Given the “central role of arbitration in effectuating national labor policy,” id. at 549, 84 S.Ct. 909, it is appropriate to apply federal law to determine whether parties have agreed to arbitrate under a CBA. The Supreme Court has recognized that “interests in interpretive uniformity and predictability ... require that labor-contract disputes be resolved by reference to federal law.” Allis-Chalmers Corp. v. Lueck, 471 U.S. 202, 211, 105 S.Ct. 1904, 85 L.Ed.2d 206 (1985). Applying federal labor law to the threshold issue of contract formation will further these important interests. The practical realities of collective bargaining similarly oblige us to reject traditional contract law in favor of federal labor law. See Pepsi-Cola, 659 F.2d at 89 (“In a private commercial setting, the parties voluntarily contract with each other.... In contrast, the National Labor Relations Act compels the employer and the duly certified union to deal with each other and to bargain in good faith.”). “Reasoned flexibility in the application of contract law to the field of labor relations is necessary to fully effectuate the policies underlying federal labor law.” Capitol-Husting Co. v. NLRB, 671 F.2d 237, 242 (7th Cir. 1982); see also Trs. of Atlanta Iron Workers, Local 387 Pension Fund v. S. Stress Wire Corp., 724 F.2d 1458, 1459 (11th Cir. 1983) (noting that “federal courts have liberally applied contract law in determining whether an enforceable labor agreement exists”).

While the parties’ briefing on appeal belabors the factual context underlying their contractual arrangement (or lack thereof), our analysis must stop short of deciding whether the Employers are bound to arbitrate under the CBA. As this court recognized in Bobbie Brooks, “[w]hether a collective bargaining agreement exists is a question of fact.” 835 F.2d at 1168. Because our review does not extend to disputed questions of fact on interlocutory appeal, Foster, 970 F.2d at 202, we decline to weigh in on whether the Employers “are bound/signatory to the applicable [CBA].”

IV.

Based on the foregoing, we reverse the district court’s order denying the parties’ cross motions for summary judgment and remand for further proceedings consistent with this opinion.

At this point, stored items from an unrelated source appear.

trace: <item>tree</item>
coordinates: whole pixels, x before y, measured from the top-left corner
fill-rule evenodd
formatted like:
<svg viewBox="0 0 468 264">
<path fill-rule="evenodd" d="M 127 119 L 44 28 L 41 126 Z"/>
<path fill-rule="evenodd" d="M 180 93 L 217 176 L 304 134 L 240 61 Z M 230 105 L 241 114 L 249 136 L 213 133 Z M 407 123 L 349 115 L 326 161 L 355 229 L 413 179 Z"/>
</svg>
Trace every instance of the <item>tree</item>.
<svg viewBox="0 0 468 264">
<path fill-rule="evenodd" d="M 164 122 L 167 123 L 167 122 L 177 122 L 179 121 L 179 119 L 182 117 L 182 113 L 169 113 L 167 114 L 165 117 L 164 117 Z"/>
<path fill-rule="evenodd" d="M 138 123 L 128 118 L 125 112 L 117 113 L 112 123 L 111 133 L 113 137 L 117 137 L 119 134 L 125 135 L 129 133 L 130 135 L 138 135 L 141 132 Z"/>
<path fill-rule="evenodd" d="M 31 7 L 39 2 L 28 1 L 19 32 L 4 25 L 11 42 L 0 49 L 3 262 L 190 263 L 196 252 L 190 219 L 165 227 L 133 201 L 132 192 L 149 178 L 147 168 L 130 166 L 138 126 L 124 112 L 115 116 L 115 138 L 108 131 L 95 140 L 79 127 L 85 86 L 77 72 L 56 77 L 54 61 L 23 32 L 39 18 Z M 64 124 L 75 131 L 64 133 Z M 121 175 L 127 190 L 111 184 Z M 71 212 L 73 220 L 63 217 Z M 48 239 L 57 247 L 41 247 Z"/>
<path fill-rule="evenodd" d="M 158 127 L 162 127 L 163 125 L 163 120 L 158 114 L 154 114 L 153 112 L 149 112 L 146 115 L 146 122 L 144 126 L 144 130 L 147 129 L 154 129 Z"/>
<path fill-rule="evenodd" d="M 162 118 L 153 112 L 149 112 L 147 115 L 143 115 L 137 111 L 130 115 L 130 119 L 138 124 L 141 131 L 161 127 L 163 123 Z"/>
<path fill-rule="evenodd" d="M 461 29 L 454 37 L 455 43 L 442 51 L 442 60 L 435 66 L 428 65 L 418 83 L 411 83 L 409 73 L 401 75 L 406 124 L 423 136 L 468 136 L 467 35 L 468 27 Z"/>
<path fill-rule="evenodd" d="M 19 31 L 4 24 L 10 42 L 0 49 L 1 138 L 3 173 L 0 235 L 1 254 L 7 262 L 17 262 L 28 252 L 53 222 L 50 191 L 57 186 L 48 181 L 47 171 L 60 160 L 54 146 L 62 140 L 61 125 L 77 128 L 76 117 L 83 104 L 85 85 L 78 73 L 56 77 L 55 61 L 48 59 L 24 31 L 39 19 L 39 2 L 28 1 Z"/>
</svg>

. At oral argument, counsel for the Employers, Scott Rooney, represented to the court that in his motion for summary judgment he cited Michigan law on the issue of contract formation. A review of the Employers’ motion for summary judgment and its response to plaintiff’s motion for summary judgment reveals no reference to state law. (See DE 106, Mot. Summ. J., Page ID 1617-45; DE 114, Resp. to Mot. Summ. J., Page ID 2639-69.) In the future, counsel would do well to avoid representing that his filings contain arguments that are not in fact in the filing.